10 November 2021, The Tablet

Dark mysteries


Dark mysteries

Fyodor Dostoevsky
Photo: alamy/world history archive

 

Dostoevsky’s life is intertwined with that of an infamous murderer

In the summer of 1865, Dostoevsky was in trouble. He was 43, and both his wife and brother had recently died, meaning he was now the sole supporter of his brother’s family. At the same time, he was 15,000 roubles in debt – the equivalent of several years’ income – and suffering from increasingly severe epileptic seizures. What’s more, he had yet to write any of his major novels and was struggling to persuade editors to publish his work. However, that summer he began to imagine the story of a murder seen from the murderer’s point of view, turning the killer into someone with whom the audience might sympathise. That was the moment Raskolnikov was created.

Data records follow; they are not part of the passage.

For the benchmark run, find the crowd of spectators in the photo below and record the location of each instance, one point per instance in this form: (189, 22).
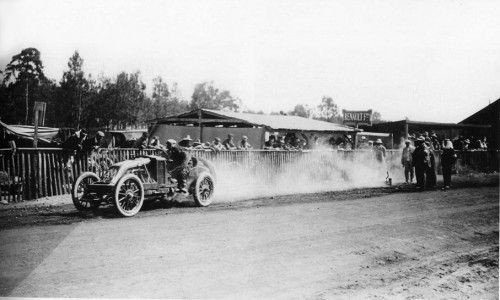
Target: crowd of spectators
(459, 143)
(187, 143)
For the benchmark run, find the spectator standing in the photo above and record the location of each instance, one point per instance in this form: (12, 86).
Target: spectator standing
(448, 158)
(229, 142)
(185, 143)
(94, 143)
(421, 161)
(431, 170)
(379, 151)
(217, 145)
(363, 143)
(269, 144)
(244, 144)
(142, 142)
(406, 161)
(155, 143)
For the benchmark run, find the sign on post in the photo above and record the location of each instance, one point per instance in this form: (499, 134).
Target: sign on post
(355, 118)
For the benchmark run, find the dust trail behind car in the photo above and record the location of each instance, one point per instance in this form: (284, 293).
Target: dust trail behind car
(316, 171)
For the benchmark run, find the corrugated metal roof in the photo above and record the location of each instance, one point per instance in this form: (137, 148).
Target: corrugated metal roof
(280, 122)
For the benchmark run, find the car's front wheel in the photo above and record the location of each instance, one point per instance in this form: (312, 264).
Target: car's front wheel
(129, 195)
(79, 195)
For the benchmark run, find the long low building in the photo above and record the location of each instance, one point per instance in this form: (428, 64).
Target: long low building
(207, 124)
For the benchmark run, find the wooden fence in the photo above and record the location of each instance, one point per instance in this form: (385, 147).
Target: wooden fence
(33, 173)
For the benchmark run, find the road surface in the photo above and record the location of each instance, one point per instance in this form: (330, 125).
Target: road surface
(396, 245)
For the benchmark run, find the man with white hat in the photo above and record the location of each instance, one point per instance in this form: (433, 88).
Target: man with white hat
(379, 150)
(406, 161)
(244, 144)
(178, 164)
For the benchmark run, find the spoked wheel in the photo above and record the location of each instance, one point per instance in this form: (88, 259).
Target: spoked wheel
(78, 192)
(204, 189)
(129, 195)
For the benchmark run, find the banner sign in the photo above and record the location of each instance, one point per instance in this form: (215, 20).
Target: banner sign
(355, 118)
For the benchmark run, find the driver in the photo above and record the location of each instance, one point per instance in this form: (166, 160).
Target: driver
(179, 164)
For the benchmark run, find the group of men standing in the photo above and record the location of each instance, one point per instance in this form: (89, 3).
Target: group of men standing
(420, 161)
(187, 143)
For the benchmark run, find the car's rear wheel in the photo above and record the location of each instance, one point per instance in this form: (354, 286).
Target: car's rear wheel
(129, 195)
(79, 195)
(203, 189)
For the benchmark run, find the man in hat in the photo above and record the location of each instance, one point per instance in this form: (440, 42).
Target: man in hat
(379, 150)
(178, 164)
(229, 142)
(186, 142)
(406, 161)
(155, 143)
(363, 143)
(430, 175)
(217, 145)
(269, 144)
(244, 144)
(421, 162)
(142, 142)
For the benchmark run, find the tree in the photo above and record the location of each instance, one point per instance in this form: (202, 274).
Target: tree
(117, 102)
(73, 94)
(166, 100)
(328, 110)
(301, 111)
(22, 78)
(205, 95)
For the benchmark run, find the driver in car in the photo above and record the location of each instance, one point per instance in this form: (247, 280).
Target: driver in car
(178, 160)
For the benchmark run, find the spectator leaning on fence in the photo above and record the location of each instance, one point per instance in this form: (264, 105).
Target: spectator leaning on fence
(142, 142)
(155, 143)
(448, 158)
(92, 144)
(185, 143)
(244, 144)
(229, 143)
(379, 150)
(406, 161)
(217, 145)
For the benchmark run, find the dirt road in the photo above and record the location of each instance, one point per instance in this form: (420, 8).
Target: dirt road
(396, 245)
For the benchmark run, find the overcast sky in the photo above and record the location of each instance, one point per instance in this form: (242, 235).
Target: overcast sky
(425, 60)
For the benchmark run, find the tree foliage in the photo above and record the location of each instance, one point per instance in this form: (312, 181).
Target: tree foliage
(301, 111)
(328, 110)
(21, 86)
(206, 95)
(166, 100)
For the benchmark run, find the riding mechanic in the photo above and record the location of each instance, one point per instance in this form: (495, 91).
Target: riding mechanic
(178, 160)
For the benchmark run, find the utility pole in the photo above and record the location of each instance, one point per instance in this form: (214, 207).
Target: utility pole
(79, 108)
(27, 108)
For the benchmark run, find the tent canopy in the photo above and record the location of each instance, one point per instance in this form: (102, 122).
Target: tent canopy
(210, 117)
(25, 131)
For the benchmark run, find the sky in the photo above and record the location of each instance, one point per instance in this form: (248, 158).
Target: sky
(424, 60)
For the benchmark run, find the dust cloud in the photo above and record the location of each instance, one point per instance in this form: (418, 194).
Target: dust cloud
(260, 174)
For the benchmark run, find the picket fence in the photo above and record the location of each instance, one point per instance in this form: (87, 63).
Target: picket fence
(33, 173)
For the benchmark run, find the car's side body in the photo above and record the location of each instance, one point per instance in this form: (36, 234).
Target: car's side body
(144, 177)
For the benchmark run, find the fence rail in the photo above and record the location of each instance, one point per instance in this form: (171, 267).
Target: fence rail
(33, 173)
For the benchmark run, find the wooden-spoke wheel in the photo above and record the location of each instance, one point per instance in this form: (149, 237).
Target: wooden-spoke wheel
(204, 189)
(129, 195)
(81, 199)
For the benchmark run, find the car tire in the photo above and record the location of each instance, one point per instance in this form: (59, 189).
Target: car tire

Dostoevsky was born 200 years ago, and the anniversary has prompted several books about his life. Kevin Birmingham’s biography, The Sinner and the Saint, focuses on the early stages of the author’s career and the writing of Crime and Punishment. Birmingham’s previous biography was an account of James Joyce and the publishing history of Ulysses, where his detailed discussion of the obscenity laws in Britain and America made for an unexpectedly gripping read. This time the sense of suspense is provided by the story of Pierre François Lacenaire, an infamous murderer in nineteenth-century France, which is ­interspersed with Dostoevsky’s own life.